Prepare the artichokes by first pulling away the darker tougher leaves, pulling them down towards the base of the artichoke and snapping them off just before the base. Then using a sharp knife, pare away the tough green flesh from the base of the artichokes and the stem. Detach the trimmed stems and slice them into four lengthways. Cut the trimmed artichoke globes into eight wedges. Drop the wedges and stems of artichoke into a bowl of cold water acidulated with lemon.

Shell the fave and the peas. If the fave are large and have a tough outer coat remove it by plunging the fave in first hot water, then cold and then squeezing/pinching off the opaque coat. Thinly slice the spring onion.

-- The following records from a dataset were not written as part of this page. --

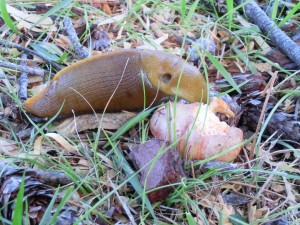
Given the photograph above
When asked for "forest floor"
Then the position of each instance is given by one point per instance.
(79, 169)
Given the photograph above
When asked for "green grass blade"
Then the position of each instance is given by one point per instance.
(290, 14)
(18, 210)
(63, 201)
(275, 10)
(61, 5)
(229, 4)
(223, 71)
(5, 16)
(129, 124)
(190, 219)
(47, 213)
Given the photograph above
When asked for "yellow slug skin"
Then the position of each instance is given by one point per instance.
(118, 80)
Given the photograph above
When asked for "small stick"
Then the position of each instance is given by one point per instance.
(269, 28)
(80, 50)
(23, 80)
(29, 51)
(21, 68)
(50, 177)
(262, 115)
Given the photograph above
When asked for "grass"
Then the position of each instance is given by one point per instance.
(271, 180)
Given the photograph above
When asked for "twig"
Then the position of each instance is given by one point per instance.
(80, 50)
(52, 178)
(269, 28)
(21, 68)
(29, 51)
(123, 203)
(262, 115)
(23, 80)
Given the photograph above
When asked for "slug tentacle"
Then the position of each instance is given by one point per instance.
(91, 83)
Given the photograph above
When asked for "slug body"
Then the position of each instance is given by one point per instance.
(122, 80)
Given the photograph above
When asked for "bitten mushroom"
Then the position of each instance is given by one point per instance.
(199, 132)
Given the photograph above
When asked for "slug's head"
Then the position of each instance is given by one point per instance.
(174, 76)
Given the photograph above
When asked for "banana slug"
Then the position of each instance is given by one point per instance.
(118, 79)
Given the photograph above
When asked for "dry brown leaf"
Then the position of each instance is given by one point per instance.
(8, 148)
(109, 121)
(111, 20)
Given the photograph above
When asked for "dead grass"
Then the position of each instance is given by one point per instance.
(105, 187)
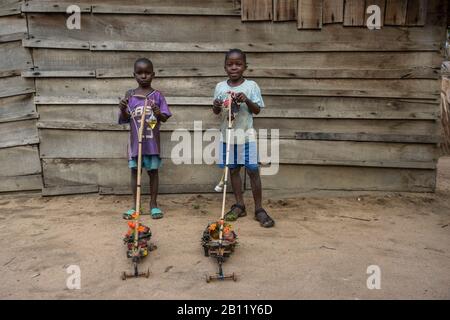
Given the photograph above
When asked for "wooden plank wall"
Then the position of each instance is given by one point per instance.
(356, 109)
(20, 168)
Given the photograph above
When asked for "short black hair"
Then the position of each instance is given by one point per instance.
(143, 60)
(238, 51)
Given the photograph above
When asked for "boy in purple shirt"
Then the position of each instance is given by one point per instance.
(157, 111)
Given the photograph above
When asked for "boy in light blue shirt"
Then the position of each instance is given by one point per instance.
(247, 100)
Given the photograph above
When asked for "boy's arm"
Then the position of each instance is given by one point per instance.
(252, 106)
(161, 110)
(124, 116)
(217, 106)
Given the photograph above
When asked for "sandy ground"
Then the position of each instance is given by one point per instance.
(321, 247)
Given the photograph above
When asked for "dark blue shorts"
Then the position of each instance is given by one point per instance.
(240, 155)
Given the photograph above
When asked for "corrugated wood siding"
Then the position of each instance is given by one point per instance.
(20, 168)
(356, 109)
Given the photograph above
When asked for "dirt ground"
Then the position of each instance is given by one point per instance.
(320, 248)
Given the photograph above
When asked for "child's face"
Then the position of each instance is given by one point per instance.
(235, 66)
(143, 73)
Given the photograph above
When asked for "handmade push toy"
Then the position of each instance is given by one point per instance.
(138, 236)
(219, 239)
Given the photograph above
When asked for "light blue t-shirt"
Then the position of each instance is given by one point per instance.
(243, 121)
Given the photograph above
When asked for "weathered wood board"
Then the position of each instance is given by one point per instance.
(381, 4)
(354, 13)
(19, 161)
(284, 10)
(104, 27)
(14, 57)
(417, 12)
(396, 11)
(18, 133)
(309, 14)
(72, 144)
(78, 60)
(276, 107)
(333, 11)
(188, 86)
(21, 183)
(14, 86)
(256, 10)
(16, 106)
(114, 173)
(309, 178)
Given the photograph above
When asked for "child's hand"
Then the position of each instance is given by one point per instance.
(240, 97)
(123, 104)
(156, 110)
(217, 106)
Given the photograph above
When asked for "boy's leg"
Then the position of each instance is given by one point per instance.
(238, 209)
(255, 182)
(154, 185)
(260, 214)
(236, 183)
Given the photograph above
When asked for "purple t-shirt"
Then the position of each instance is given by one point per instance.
(150, 138)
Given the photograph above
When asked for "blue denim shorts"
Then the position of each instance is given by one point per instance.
(240, 155)
(152, 162)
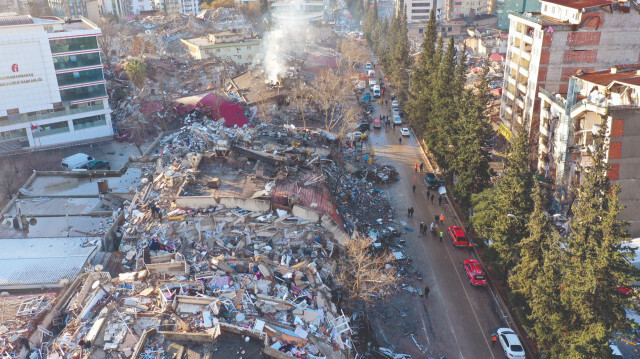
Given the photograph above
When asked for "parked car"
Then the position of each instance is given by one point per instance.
(474, 272)
(432, 181)
(97, 164)
(458, 237)
(510, 343)
(363, 126)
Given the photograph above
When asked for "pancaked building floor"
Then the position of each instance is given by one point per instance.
(231, 247)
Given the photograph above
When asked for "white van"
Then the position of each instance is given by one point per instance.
(75, 161)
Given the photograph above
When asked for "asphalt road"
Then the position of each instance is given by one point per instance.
(456, 320)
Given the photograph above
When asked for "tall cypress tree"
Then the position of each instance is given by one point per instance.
(597, 263)
(444, 111)
(419, 105)
(513, 196)
(538, 276)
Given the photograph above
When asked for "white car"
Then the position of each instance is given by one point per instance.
(511, 345)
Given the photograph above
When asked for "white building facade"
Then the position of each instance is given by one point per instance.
(52, 89)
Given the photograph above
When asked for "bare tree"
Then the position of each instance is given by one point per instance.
(301, 97)
(352, 52)
(331, 93)
(365, 275)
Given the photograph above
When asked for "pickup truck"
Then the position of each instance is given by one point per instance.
(432, 181)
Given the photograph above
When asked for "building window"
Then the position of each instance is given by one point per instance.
(74, 44)
(88, 122)
(51, 129)
(73, 61)
(83, 93)
(79, 77)
(13, 134)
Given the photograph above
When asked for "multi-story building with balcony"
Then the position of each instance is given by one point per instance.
(231, 45)
(418, 11)
(187, 7)
(454, 9)
(569, 122)
(52, 89)
(545, 49)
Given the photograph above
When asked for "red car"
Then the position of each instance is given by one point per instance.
(474, 272)
(458, 236)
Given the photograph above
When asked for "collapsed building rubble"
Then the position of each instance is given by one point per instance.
(233, 241)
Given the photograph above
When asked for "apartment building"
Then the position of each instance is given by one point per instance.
(569, 122)
(187, 7)
(545, 49)
(52, 89)
(502, 9)
(418, 11)
(454, 9)
(224, 45)
(74, 9)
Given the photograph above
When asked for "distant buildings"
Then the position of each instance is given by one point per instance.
(454, 9)
(224, 45)
(125, 7)
(187, 7)
(74, 9)
(420, 10)
(569, 122)
(545, 49)
(52, 89)
(502, 8)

Warm the olive oil in a heavy bottomed saute pan or enamelled cast iron pot. Saute the sliced onion over a medium heat until it is soft and translucent. Add the artichoke wedges and stems, stir well so each piece is glistening with oil. Add the wine and a pinch of salt, stir again and then cover the pan. Cook the onion and artichokes for 15 minutes, stirring and jigging the pan from time to time. Add the peas and fave, stir, re-cover the pan and cook for another few minutes. Taste, season with salt and taste again. The vignarola is ready when the vegetables are tender and the stew had come together into a soft, tumbling whole. Let the vignarola rest. If you have one, Tip the vignarola into a wide, deep frying or sauté pan as it will be easier to mix with the pasta.

Bring a large pan of well-salted water to a fast boil, salt generously, stir and add pasta. Grate some pecorino (I’d say about 60g). Once the pasta is cooked, use tongs or a spider sieve to lift it into the vignarola (You want it to carry a little starchy pasta cooking water). Scatter over the cheese and toss everything together gently but firmly,. You want the cheese to melt and mix with the pasta cooking water to from a sort of cream which brings everything together – watch the edges of the pasta, you will see it happening. You might need to add a little more pasta cooking water and toss again. Divide between warm bowls and top with more freshly grated pecorino.